[mercury-users] Loop optimisation and predicate specialisation and stuff.

Andrew Bromage bromage at cs.mu.oz.au
Thu Dec 18 01:05:54 AEDT 1997


G'day all.

Ralph Becket wrote:

> A couple of queries regarding optimisation in Mercury 0.7.3:
> 
> 1 . Say I have a tail recursive predicate which calculates some
>     locally constant value in its body, e.g.
> 
> 	:- pred foo(int, int, list(int), int).
> 	:- mode foo(in,  in,  in,        out) is det.
> 
> 	foo(_, [], C, C).
> 	foo(A, [B | Bs], C0, C) :-
> 		X = f(A),		% f/1 is a det function.
> 		C1 = g(X, B, C0),
> 		foo(A, Bs, C1, C).
> 
>     Will the compiler move the calculation of X outside the loop body?
>     If not, the programmer has to do this by hand, probably by
>     introducing a new predicate.

As Tyson noted, the answer is "not yet".  In principle, it's just
a SMOP, however there is a semantic "gotcha".

Suppose:

	f(A) = 100/A.

And we query:

	?- foo(0, [], 42, X).

Without the optimisation, this call succeeds with X bound to 42.
With the optimisation, there is a division by zero.
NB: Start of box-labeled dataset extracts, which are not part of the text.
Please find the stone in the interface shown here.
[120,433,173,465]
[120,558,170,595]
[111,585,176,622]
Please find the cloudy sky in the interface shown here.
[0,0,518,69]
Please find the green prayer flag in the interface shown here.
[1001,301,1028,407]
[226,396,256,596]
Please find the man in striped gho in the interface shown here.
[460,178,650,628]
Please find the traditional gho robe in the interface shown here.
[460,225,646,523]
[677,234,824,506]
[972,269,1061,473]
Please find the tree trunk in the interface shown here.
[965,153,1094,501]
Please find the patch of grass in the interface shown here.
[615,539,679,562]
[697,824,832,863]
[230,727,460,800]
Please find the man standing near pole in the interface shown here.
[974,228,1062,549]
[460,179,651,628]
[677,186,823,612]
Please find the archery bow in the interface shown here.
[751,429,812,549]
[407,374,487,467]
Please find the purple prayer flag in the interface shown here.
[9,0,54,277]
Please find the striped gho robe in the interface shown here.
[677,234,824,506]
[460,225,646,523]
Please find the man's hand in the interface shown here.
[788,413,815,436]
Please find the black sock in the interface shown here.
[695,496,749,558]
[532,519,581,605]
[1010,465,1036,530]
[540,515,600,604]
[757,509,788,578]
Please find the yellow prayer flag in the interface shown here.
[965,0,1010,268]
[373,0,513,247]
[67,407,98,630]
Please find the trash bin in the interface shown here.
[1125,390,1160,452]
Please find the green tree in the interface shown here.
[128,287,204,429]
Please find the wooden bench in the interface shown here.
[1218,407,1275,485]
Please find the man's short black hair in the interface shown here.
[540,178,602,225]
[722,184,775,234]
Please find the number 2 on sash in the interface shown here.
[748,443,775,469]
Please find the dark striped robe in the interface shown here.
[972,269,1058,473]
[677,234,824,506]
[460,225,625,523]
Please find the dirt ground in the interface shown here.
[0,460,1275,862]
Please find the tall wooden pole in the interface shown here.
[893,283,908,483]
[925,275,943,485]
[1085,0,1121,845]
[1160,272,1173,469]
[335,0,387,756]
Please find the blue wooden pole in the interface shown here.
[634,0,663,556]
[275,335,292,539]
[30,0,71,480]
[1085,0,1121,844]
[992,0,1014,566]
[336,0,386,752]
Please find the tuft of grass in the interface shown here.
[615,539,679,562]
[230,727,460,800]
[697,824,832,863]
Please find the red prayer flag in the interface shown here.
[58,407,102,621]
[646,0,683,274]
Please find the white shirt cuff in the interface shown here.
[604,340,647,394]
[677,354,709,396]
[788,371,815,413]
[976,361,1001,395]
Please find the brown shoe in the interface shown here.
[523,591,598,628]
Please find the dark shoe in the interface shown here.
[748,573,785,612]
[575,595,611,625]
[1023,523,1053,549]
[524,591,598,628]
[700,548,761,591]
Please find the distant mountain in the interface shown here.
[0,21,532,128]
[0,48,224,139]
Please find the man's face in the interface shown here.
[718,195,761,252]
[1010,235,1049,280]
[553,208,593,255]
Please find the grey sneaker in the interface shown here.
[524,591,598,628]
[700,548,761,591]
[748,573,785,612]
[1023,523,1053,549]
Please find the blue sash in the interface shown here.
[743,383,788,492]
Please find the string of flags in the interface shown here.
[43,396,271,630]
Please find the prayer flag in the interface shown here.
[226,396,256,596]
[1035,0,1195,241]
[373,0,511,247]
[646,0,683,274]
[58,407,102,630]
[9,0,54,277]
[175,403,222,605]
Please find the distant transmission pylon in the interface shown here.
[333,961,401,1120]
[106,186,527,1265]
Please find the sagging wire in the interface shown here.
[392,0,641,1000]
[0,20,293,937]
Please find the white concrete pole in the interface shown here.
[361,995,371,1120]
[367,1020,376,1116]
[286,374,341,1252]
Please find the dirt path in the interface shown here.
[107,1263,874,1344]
In this case, we could simply note that f/1 will be called if the
second argument is a non-empty list and only perform the optimisation
then.  Now consider this related function:

	:- pred foo(int, list(int), int, int).
	:- mode foo(in, in, in, out) is semidet.

	foo(_, [], C, C).
	foo(A, [B | Bs], C0, C) :-
		p(B),			% p/1 is semidet
		C1 = f(A),		% f/1 is a det function.
		C2 = g(B, C1),
		foo(A, Bs, C2, C).

We'd like to hoist the call to f/1 out of the loop here, too, but
now whether or not this optimisation is valid depends on the values
in the list (or at least the _first_ value in the list).

The problem occurs when the code to be hoisted out of the loop can
call error/1, raise an exception (same as error/1) or infinitely loop.

What you have to do is either:

	- Prove that the hoisted code doesn't do any of these things
	  (see our recent paper on termination analysis), or

	- Defer the optimisation until you're irrevocably committed
	  to executing the common code.  This has the potential for
	  code explosion.  (Anyone know how bad it gets in practice
	  if at all?)  In the case of the original foo/4 above,
	  the transformed code might look something like this:

		foo(_, [], C, C).
		foo(A, [B | Bs], C0, C) :-
			X = f(A),
			C1 = g(X, B, C0),
			foo_2(X, A, Bs, C1, C).

		foo_2(_, _, [], C, C).
		foo_2(X, A, [B | Bs], C0, C) :-
			C1 = g(X, B, C0),
			foo_2(X, A, Bs, C1, C).

	  (For the purposes of illustration, I left unused argument
	  eliminiation turned off.)

> 2 . Some algorithms do require one to pass around a fair amount of
>     state (e.g. a dozen variables).  If several predicates are
>     required to implement the algorithm then this can get rather
>     messy.  The answer is usually to box 'em up in a functor and use
>     various projection and updating functions:

Please note that ML/Haskell-style record syntax is on the "to do" list,
but not very close to the top for lots of reasons.  Perhaps the two
most important of them are:

	- It's not a very interesting problem to solve, so getting
	  people (and/or funding) is difficult.

	- It requires the sort of syntax hacking which we're reluctant
	  to do while we still rely on Prolog for debugging.

>     With suitable use of inlining this can be made quite efficient (or
>     it will be when di/ui/uo modes are fully implemented [what's the
>     status of this?]).

That would be me.

The new mode checker is getting there slowly.  For those who care, in the
tests I ran today it passed all the regression tests and failed to compile
only one module in the compiler.  It won't be ready for release for a
little while yet, though.

> 3 . Beg beg beg, can we have nested unique modes soon?  Pretty please!

This is in the new mode checker too.